The cis-regulatory element prediction of PgWRKYs. The distribution of cis-regulatory elements in PgWRKY promoters. B The distribution of different cis-regulatory elements in PgWRKY family

Expression of PgWRKY genes in different tissues

The expression trends of PgWRKY genes in different tissues, such as stem, fiber root, fruit peduncle, main root epiderm, fruit pedicel, rhizome, leaf peduncle, arm root, leaflet pedicel, leg root, leaf blade, fruit flesh, main root cortex, and seed, were calculated by using FPKM values based on public RNA-seq data [37]. An expression heatmap of the WRKY genes was generated (Fig. 5 A). The gene expression results showed that only four PgWRKY genes (PgWRKY104, 78, 76 and 81; FPKM = 0) were not expressed in any tissue. The other 133 WRKY genes (97 %) were expressed in at least one tissue (FPKM ≥ 1), and approximately 60 (43.7 %) genes were expressed in all tissues (FPKM ≥ 1). The expression type of PgWRKYs could be divided into three groups: low-level expression, tissue-distinct and constitutive [36, 38]. Approximately 34 PgWRKY genes showed a low-level expression pattern in all tissues, and less than half of the genes showed tissue-distinct expression (Fig. 5 A). For instance, PgWRKY16 was expressed at a high level in each part of the root, rhizome, stem, leaf, and fruit but at a relatively low level in seed. The most highly expressed gene in seed and fruit flesh was PgWRKY98. Specifically, the WRKY genes exhibited relatively low-level expression in seeds (FPKM median is 1.72372, FPKM > 5, 46; FPKM > 10, 20). Over 58 % of PgWRKY genes showed marked expression (FPKM > 5), particularly in the fiber root, leg root, rhizome and fruit pedicel, and the highly expressed genes (FPKM > 10) were also distributed in these tissues (Table S2). The different expression trends of PgWRKYs indicated that these genes participate in diverse biological processes in various tissues.

Fig. 5
figure 5

The expression of PgWRKY genes in ginseng tissues. A The heatmap of all PgWRKY genes expression in different tissues. B The beanplot of all PgWRKY genes expression in different tissues

Expression of PgWRKY genes in response to abiotic stress

The published data of different abiotic treatments on ginseng can provide more information for further study of the PgWRKY genes in response to abiotic stress. Cold, salt, drought and heat treatments were applied in a previous study [30]. As illustrated in Fig. 6, many PgWRKY genes showed a similar changing expression trend after abiotic stress treatment.
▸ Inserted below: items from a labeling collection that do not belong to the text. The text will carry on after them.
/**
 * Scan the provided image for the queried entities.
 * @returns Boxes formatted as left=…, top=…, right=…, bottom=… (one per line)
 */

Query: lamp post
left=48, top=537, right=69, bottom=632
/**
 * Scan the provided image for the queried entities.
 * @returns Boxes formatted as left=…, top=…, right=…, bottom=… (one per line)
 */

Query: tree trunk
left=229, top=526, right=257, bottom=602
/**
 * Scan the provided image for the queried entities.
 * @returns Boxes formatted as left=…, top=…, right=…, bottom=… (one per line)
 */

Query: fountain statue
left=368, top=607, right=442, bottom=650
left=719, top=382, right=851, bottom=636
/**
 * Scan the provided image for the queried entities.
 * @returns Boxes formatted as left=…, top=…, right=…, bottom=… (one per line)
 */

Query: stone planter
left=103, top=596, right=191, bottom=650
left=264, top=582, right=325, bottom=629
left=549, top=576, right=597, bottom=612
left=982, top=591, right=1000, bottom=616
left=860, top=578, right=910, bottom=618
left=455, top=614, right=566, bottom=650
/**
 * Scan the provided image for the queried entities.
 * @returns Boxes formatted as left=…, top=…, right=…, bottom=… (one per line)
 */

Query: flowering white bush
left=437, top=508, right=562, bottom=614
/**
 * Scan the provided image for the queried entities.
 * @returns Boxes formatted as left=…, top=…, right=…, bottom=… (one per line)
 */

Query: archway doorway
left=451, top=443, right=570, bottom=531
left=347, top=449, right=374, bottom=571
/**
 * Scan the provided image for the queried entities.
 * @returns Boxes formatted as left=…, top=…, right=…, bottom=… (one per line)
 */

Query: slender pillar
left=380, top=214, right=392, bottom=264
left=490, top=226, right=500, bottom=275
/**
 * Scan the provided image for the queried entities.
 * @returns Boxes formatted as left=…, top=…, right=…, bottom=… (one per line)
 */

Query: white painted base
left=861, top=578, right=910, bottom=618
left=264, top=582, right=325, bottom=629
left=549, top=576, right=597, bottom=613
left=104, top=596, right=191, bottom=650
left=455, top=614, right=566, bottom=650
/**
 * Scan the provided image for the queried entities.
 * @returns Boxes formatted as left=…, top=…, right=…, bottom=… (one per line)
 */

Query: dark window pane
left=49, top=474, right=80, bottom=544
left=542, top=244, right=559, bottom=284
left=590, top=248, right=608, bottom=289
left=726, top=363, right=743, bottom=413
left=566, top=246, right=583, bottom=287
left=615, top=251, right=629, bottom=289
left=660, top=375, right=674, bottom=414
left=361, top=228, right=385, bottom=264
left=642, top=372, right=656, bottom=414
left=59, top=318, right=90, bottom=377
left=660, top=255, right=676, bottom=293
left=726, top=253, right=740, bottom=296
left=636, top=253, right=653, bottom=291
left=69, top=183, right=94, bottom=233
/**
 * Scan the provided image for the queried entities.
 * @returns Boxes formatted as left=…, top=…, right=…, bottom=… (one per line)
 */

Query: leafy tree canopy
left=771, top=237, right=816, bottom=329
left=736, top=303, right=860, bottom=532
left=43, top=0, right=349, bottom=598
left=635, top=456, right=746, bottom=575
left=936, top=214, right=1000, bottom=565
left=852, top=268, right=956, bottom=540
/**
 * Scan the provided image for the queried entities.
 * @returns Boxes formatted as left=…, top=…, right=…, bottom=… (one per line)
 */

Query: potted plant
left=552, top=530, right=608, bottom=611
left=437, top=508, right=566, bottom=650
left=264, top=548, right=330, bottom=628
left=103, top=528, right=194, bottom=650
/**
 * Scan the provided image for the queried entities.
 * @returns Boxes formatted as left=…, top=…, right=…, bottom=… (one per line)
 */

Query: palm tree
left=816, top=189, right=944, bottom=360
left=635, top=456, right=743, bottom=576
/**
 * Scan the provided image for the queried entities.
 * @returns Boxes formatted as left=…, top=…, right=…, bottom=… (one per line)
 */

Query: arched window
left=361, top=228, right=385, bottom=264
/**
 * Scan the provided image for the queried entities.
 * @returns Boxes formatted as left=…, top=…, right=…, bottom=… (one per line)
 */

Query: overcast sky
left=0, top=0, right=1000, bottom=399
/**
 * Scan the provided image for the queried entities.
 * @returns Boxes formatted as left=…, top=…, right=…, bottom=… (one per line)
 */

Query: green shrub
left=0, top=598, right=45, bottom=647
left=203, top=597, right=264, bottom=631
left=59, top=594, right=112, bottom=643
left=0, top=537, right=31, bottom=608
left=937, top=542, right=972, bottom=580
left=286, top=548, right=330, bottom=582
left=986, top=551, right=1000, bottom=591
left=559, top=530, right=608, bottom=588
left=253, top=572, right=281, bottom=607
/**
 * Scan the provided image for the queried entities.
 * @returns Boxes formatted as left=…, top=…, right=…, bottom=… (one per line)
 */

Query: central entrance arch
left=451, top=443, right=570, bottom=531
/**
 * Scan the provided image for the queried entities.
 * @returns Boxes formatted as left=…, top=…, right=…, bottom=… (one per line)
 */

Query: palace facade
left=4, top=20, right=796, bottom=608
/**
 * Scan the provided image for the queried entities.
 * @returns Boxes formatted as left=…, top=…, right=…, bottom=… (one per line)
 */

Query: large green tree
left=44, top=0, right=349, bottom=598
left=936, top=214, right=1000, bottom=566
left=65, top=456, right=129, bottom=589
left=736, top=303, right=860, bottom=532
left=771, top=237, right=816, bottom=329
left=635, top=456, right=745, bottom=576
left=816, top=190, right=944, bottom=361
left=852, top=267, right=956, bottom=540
The results showed that 14 PgWRKYs (PgWRKY22, -25, -58, -63, -66, -81, -88, -89, -90, -104, -108, -116, -124, -129 FPKM<1) were not expressed in any groups, and two of these genes (PgWRKY104 and 81) were also not expressed in any tissue, as described in the former sections. The PgWRKYs showed different response patterns for different treatments. In the heat treatment, 25 PgWRKYs (fold change > 2) were found to have significant changes between the control and one-week heat treatment, and four of these PgWRKYs (PgWRKY91, -51, -6 and -101) had more than four-fold changes. Approximately 45 PgWRKYs (fold change > 2) were found to have significant changes between the control and three-week heat treatment, 26 PgWRKYs had more than four-fold changes, and the most changed gene was PgWRKY136, which had 136-fold changes. In total, 26 PgWRKYs were found to change in both one week and three weeks of treatment, and detailed information on the heat treatment results is shown in Table S3. The expression trend analysis indicated that many PgWRKYs might be involved in the response to heat treatment at three weeks (Fig. 6B, Table S4).

Fig. 6
figure 6

The expression of PgWRKY genes in response to different abiotic treatments. A The expression of PgWRKY genes for different abiotic treatments. B Beanplot of PgWRKY genes before and after abiotic stresses

The cold treatment caused 16 genes to change (fold change > 2), and most of them were upregulated. Approximately 11 of them changed over four-fold. PgWRKY133 was found to be expressed only in cold-treated samples. A total of 22 PgWRKYs (fold change > 2) were found to respond to drought treatment, and approximately 12 of them had over four-fold changes. PgWRKY72 exhibited an approximately 30-fold change after drought treatment, and two WRKYs (PgWRKY115 and PgWRKY133) were found to be expressed only in drought-treated samples. Interestingly, no PgWRKY was found to be downregulated after drought treatment, and this result was in accordance with a previous report showing that upregulation of numerous TFs under water stress may result in enhanced expression of target genes [39, 40]. The salt treatment only caused Four PgWRKYs (fold change > 2) to change significantly: PgWRKY80, PgWRKY100, PgWRKY111 and PgWRKY113. Only PgWRKY113 changed approximately five-fold, and the other PgWRKYs changed slightly. These results illustrated that PgWRKY might not respond to salt in ginseng. The expression trends of genes changed significantly under drought and cold treatment but slightly in response to salt treatment (Fig. 6B, Table S5).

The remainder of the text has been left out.